Despite rising testing in the county, much of the city remains under-tested, Rausch said. An incidence map of the city shows huge swaths with as little as 1-2 tests per 1,000 people.
And, young people are still driving the disease, as they have been since the start of summer. Particularly, young people aged 25-39, who have the most cases and the highest rate of COVID-19 in the county. However, the rate of COVID-19 among college aged young people, 18-24 is rising fast.
In the city, testing is low, but cases are high. An incidence map of COVID-19 shows the East Side, Downtown and the South Side as hotspots.
Deaths in Milwaukee County are not rising, but instead holding steady.

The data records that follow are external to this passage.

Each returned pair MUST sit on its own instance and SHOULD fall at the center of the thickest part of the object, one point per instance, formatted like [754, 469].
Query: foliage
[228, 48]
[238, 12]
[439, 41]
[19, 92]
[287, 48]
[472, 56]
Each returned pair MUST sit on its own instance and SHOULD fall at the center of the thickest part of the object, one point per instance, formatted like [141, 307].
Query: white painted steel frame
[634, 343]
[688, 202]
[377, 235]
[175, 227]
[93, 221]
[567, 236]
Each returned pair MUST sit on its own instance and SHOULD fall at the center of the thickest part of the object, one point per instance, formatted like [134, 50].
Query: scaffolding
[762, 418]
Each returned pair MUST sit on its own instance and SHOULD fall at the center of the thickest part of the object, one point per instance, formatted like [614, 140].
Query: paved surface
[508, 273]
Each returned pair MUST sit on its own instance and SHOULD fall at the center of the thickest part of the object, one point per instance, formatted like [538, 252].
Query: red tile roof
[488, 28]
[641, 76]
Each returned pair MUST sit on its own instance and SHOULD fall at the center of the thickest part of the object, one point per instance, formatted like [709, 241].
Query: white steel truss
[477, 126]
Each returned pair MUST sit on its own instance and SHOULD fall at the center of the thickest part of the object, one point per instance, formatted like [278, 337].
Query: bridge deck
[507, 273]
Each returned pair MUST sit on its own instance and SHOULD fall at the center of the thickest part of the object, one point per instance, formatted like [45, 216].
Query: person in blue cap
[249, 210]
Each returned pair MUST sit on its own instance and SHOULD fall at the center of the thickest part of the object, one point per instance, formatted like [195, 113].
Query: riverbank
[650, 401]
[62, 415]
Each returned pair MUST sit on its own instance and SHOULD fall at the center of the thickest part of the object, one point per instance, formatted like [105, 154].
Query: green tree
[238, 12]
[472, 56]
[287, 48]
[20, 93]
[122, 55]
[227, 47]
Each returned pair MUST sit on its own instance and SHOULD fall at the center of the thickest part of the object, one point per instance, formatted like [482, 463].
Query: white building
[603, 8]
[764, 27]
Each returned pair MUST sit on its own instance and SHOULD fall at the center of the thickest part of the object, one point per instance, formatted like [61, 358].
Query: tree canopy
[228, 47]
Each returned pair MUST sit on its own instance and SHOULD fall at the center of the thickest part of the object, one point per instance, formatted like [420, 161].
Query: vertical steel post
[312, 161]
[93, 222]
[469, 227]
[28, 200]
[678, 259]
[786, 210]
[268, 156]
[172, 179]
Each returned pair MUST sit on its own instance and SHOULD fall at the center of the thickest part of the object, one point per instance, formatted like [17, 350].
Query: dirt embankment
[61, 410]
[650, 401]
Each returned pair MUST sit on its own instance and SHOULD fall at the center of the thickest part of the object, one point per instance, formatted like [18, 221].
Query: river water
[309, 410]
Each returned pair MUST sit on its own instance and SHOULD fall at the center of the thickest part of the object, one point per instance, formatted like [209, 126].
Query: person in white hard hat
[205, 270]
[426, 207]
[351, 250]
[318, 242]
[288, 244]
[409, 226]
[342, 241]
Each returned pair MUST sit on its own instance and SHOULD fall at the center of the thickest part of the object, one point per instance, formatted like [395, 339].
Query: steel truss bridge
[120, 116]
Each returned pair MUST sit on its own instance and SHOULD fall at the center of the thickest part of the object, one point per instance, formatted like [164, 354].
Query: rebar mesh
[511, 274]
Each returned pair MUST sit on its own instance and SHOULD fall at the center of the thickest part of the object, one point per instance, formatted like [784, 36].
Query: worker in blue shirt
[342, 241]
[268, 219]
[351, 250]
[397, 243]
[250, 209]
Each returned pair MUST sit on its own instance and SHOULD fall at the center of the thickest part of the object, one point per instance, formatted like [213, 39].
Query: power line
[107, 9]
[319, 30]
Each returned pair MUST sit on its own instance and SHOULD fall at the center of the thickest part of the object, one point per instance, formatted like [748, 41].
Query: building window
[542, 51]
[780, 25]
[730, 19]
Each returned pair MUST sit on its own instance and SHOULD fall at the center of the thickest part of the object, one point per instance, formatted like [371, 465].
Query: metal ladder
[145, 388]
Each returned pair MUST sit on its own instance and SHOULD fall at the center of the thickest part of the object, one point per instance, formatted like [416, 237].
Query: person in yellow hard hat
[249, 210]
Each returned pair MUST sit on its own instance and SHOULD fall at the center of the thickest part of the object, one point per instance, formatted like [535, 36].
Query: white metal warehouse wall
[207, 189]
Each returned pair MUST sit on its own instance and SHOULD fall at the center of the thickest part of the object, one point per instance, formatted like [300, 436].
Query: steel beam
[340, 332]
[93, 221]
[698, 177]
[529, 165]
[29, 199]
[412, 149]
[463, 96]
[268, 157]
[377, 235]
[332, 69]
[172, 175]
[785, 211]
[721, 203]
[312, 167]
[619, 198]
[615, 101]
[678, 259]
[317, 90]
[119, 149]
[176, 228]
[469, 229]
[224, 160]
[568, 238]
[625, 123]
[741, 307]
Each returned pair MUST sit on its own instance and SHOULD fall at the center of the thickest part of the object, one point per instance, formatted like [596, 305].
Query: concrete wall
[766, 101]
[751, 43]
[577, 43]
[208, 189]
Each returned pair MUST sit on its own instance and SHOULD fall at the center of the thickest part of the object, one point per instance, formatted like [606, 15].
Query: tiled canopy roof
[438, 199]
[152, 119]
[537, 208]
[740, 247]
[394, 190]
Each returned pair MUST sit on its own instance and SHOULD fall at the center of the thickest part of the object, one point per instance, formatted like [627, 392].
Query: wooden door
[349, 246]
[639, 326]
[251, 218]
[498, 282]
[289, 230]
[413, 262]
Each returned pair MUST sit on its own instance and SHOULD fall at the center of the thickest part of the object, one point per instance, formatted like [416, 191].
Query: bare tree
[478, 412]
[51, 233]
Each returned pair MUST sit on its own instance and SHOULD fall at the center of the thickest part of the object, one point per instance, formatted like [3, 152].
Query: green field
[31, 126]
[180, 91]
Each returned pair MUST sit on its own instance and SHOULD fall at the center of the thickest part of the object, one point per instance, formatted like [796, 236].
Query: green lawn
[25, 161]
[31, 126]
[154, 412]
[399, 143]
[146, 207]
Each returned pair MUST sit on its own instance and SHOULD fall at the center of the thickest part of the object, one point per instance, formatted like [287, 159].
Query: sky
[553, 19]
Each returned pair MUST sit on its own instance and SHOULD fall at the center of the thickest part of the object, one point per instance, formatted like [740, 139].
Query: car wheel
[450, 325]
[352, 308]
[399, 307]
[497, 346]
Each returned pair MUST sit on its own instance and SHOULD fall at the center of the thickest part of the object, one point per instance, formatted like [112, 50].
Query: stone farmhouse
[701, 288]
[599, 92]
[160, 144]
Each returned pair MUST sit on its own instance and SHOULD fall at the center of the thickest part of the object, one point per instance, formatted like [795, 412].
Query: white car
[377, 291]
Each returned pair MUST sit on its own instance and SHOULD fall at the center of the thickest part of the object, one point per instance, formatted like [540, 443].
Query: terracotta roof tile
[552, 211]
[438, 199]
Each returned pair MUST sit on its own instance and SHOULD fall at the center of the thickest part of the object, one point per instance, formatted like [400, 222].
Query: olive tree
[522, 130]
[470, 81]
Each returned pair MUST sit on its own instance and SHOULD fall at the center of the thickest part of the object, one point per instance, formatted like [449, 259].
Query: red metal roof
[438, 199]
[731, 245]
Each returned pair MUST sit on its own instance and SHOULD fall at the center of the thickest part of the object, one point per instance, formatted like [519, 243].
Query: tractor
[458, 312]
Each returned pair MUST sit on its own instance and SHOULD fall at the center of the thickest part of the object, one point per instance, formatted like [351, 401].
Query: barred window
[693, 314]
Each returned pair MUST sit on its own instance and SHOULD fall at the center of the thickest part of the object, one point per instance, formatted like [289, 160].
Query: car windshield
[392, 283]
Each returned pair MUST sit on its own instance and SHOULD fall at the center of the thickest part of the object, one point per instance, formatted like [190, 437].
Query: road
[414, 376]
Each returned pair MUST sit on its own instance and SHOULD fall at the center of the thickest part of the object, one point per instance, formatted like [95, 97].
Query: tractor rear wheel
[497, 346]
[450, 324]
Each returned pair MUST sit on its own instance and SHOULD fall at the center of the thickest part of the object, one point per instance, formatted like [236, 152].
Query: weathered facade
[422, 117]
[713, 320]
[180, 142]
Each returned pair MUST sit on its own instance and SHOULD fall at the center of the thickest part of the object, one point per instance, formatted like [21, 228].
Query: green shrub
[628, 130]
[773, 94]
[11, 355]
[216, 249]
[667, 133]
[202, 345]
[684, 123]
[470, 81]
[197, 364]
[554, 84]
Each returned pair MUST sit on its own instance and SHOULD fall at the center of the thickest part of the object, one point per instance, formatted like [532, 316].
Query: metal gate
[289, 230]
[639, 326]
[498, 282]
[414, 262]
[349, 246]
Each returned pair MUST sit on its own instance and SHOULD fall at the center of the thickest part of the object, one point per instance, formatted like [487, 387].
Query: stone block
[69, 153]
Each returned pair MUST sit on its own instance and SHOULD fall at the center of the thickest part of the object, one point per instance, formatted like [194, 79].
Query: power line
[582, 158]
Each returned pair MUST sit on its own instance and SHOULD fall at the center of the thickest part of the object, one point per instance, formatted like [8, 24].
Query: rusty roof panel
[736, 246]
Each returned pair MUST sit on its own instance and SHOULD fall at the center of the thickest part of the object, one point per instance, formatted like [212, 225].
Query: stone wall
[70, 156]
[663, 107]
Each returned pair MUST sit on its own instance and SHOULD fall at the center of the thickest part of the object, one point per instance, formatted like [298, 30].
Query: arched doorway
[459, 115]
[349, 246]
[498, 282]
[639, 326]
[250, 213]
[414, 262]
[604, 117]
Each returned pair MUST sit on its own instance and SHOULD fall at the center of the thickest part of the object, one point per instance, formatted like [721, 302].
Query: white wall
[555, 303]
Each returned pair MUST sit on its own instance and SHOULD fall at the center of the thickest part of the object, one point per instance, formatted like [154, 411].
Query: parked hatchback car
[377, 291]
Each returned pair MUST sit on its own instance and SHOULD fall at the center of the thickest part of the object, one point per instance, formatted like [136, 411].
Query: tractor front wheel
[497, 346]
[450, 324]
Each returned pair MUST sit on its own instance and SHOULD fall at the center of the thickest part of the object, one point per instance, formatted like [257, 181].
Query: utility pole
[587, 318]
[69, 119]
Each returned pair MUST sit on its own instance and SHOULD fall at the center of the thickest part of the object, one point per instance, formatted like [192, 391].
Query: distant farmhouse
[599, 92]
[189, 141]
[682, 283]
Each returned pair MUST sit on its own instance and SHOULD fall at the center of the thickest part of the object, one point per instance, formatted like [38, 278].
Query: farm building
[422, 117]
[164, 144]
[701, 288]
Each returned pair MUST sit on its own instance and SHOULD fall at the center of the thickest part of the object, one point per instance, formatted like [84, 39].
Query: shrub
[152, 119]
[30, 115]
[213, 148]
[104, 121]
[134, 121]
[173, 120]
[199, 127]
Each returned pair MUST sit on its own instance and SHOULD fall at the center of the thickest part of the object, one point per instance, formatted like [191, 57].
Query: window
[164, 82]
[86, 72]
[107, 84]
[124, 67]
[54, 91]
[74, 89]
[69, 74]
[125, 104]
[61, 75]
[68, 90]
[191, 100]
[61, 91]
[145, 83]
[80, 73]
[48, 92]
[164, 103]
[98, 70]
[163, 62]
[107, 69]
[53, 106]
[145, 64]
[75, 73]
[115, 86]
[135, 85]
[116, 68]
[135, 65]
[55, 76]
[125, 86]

However, in the rest of the state, deaths are going up. As is the disease generally. The state has posted record daily numbers of cases and hospitalizations in recent weeks.
Dr. Ben Weston, director of medical services for the county, said Wisconsin, and Milwaukee, is headed into a “perfect storm” for spreading the disease. The colder weather is pushing people indoors where the virus is known to more easily spread. And with cold weather also comes the flu season.
As we move into the next spike in disease, after lower disease burdens lulled us into a sense of complacency leading to loosened restrictions, we can expect to see another cycle play out. That is, the cycle of higher cases leading to higher hospitalization numbers leading to higher deaths.
Weston and Rausch both maintain that everyone needs to take responsibility for their actions right now. The cycles of disease have shown that individual choices, adding up to collective action or inaction, affect the burden of COVD-19 in our community and the number of lives that are lost.